Evaluer quelles dimensions de la motivation humaine sont prédominantes dans un tel dispositif ?
Evaluer quelles catachrèses sont mises en œuvre par les acteurs de ce dispositif ?
Comprendre en quoi ces catachrèses influent sur les perceptions que les acteurs ont du dispositif ?
Comprendre quels liens les acteurs font entre leur agentivité et la perception qu'ils ont du dispositif ?
Questions transversales
Comment simultanément répondre aux questions des acteurs de terrain (concernant l'ingénierie des dispositifs) et aux exigences des revues de haut rang par la production d'outils et de méthodes?

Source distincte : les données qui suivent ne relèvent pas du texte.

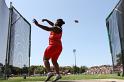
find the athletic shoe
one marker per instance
(57, 78)
(49, 75)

Dans le domaine des TICE, les évolutions techniques sont elles porteuses de nouveaux questionnements ou permettent elles de valider dans de nouveaux contextes des cadres théoriques éprouvés?
Les recherches dont nous rendons compte dans ce symposium, portent sur la compréhension de phénomènes éducatifs qui nous interpellent par leur soudaine altérité, en quoi l'ancrage de ce symposium autour de la notion de dispositif instrumenté, met il en tension le renouvellement ou la validation des cadres théoriques sollicités.
Est ce que notre carence en propositions spécifiques, n'affirme t elle pas la nécessaire spécification de cadres théoriques sans doute trop larges pour rendre compte de façon constructive de la spécificité des phénomènes observés.